Once you have prepared the dataset, you can train and evaluate the models with another script and configuration files. The script is located at experiment/common/train-or-test/train-siamese.py, and the configuration files are located at experiment/code/1_bcsd/config.

Before training and evaluating the models, you need to modify the "/path/to/your/root" in all configuration files to the value of ${ROOT}.
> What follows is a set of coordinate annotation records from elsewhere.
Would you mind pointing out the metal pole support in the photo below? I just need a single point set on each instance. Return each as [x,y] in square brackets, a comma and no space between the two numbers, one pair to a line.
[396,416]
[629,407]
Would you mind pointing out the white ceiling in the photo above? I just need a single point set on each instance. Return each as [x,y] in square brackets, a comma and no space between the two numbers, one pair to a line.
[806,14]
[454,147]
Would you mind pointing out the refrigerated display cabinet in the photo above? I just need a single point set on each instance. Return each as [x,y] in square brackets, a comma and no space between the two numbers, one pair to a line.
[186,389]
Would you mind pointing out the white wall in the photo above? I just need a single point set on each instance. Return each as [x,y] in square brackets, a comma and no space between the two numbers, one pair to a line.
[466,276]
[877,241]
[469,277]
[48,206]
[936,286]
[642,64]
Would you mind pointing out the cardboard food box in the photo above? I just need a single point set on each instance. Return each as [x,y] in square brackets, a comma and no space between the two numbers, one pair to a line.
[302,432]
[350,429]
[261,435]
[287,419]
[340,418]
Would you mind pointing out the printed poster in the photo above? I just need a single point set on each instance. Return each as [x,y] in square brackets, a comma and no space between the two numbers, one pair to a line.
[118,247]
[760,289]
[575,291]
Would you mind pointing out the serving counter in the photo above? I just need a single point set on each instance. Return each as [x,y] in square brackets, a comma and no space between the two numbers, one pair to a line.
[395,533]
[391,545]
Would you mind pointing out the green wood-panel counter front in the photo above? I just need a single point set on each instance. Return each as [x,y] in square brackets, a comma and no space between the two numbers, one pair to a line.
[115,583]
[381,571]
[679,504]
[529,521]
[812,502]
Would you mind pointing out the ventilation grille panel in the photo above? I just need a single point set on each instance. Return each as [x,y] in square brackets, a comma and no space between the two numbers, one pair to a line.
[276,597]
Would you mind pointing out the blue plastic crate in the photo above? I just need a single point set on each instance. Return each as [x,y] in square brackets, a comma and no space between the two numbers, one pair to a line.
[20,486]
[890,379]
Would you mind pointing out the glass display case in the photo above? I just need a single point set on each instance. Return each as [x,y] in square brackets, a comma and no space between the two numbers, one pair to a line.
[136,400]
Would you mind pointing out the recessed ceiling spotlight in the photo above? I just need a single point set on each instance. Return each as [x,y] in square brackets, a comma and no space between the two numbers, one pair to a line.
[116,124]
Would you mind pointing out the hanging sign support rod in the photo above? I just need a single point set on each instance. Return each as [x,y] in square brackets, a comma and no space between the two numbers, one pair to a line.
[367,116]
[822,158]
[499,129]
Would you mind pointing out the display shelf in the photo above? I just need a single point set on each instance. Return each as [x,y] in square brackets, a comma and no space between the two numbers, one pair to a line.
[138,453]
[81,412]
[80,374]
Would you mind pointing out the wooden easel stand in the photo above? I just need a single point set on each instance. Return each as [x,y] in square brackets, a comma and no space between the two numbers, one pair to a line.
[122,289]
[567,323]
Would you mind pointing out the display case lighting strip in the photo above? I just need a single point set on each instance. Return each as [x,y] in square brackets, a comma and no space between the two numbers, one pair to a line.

Then, you can train and evaluate most models with the following command:

cd ${ROOT}
# train
python experiment/common/train-or-test/train-siamese.py --config experiment/code/1_bcsd/config/trex/RCFG2Vec.yaml train
# test
python experiment/common/train-or-test/train-siamese.py --config experiment/code/1_bcsd/config/trex/RCFG2Vec.yaml test --test-config experiment/code/1_bcsd/config/trex/common-test.yaml

For jTrans, we directly use its pretrained model, and you need to use "jTrans-test.yaml" as the test configuration file.

cd ${ROOT}
# test jTrans
python experiment/common/train-or-test/train-siamese.py --config experiment/code/1_bcsd/config/trex/jTrans.yaml test --test-config experiment/code/1_bcsd/config/trex/jTrans-test.yaml

note: In our paper, we directly use the pre-trained model of jTrans, and we don't pay enough attention to the training process of jTrans and we cannot guarantee the correctness of the training process of jTrans in the current version.